The montarre package provides tools for producing platform-specific native executables
and installation media from a single platform-independent source package.
In traditional programming environments, prior to Java, compilers typically produced native code for the platform
upon which they were running. If you were on hardware architecture A, using operating
system O, then unless you were willing to go through the pain and suffering of
configuring a cross-compiler, you could only produce native executables that would run on
hardware architecture A, using operating system O.

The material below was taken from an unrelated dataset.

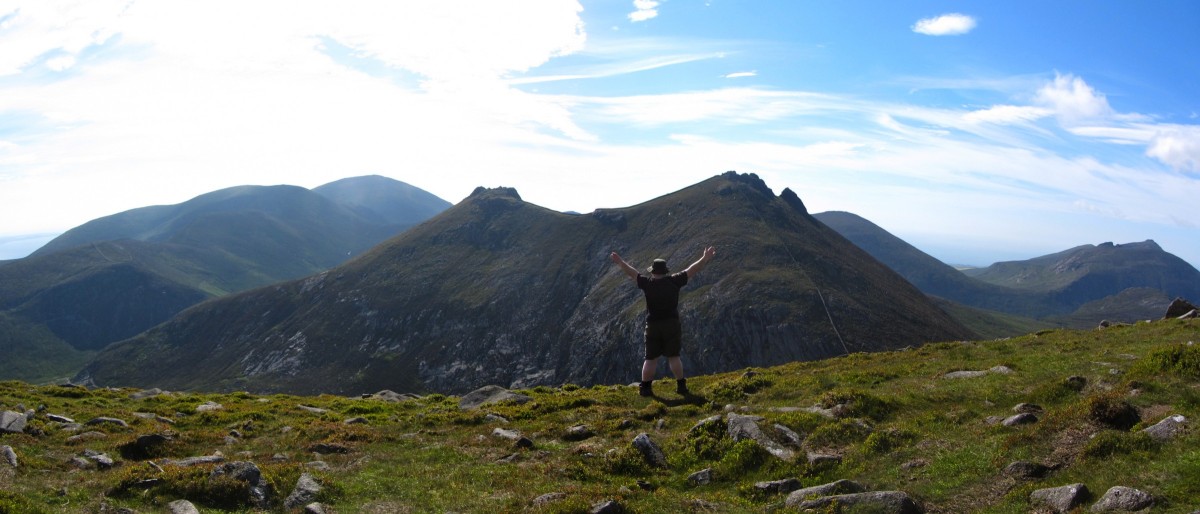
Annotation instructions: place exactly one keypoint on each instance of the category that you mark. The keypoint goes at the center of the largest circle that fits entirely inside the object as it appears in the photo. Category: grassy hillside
(895, 419)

As a consequence of this, if you wanted to distribute a program for a range of hardware architectures and
operating systems, you would have to maintain at most M * N systems to build code
(where M is the number of operating systems and
N
is the number of hardware architectures). Worse, all of these systems had to be trusted to actually produce code
that was correct given a single package of source code. Even worse, because each platform would inevitably have
its own set of tools, the singled shared build procedure for the code would become exponentially complicated with
lots of branching logic in order to get it to run correctly on all platforms
.
Java, with varying degrees of success, opted to follow a
write once run anywhere
paradigm: The output of the compiler is platform-neutral bytecode, and end-consumers would simply load this
bytecode into their locally installed Java Virtual Machine. It therefore wouldn't matter
on what hardware architecture and/or on which operating system the code was compiled, as the output of the process
would ostensibly be the same regardless. This would essentially collapse the above diagram to one that looked like
this:
This was theoretically absolutely ideal from a developer perspective. A developer could maintain a single machine
and use it to produce code for any number of completely different platforms. The developer could offer a single
download link online for the program instead of having to offer one per platform.
In practice, there were some issues with this. Using the above system, it is not possible to know ahead of time
which version of the Java VM is installed on end-user systems. Java bytecode is versioned, and a given Java VM has
a stated upper bound on the bytecode versions it can support. If a user has a Java 21 VM installed, and is given
Java bytecode targeting Java 23, the bytecode will simply not run. Worse, on many operating systems, the Java VM
will print an error message about the bytecode version, but the desktop environment will simply hide/discard the
message. This leaves users with silently failing programs.
In Java 14, the
jpackage tool was introduced. The
jpackage
tool can be handed Java bytecode, and a Java VM, and the tool will produce a native executable for the current
platform that runs the given bytecode. This is both a benefit and a curse; a benefit because it is now possible to
package Java code in a manner that makes it immune to the problem of not having a suitable Java VM installed, but
a curse because it could indicate somewhat of a return to the
N by M
compilation model.
Let's consider what might be an ideal build setup that would keep our nice, simple, straightforward
platform-neutral builds, but would also be able to produce platform-specific artifacts on demand without
introducing any complexity into the build.
In an ideal world, we would have our Java compilation process stay completely platform-independent, and produce
identical results regardless of the platform upon which it is run. The output of this process would be a
completely platform-neutral artifact that a user could theoretically run if they had an
appropriate runtime installed. The platform-neutral artifact could be signed, published and that would be the end
of it from the perspective of our build system.
We would then like a second process, completely isolated and decoupled from the first, where that
platform-independent artifact could be downloaded from a repository and transformed into something more familiar
and suitable for the platform upon which it is running. Ideally, the second process would leave the bytecode of
the original platform-independent artifact completely intact so that we could trust that the code is still
"correct" and hasn't been broken in some platform-specific way. The jpackage tool
can achieve this, but requires a lot of per-platform configuration in order to get good results. In practice, the
jpackage tool really requires knowledge of your original build process as it will not
otherwise have all the information it needs to, for example, categorize any platform-dependent native libraries
included in the original artifact, or have access to other metadata such as license information.
The montarre package attempts to provide tools to achieve the above in relatively
painless manner. It attempts to adhere to a paradigm of compile once, transform anywhere!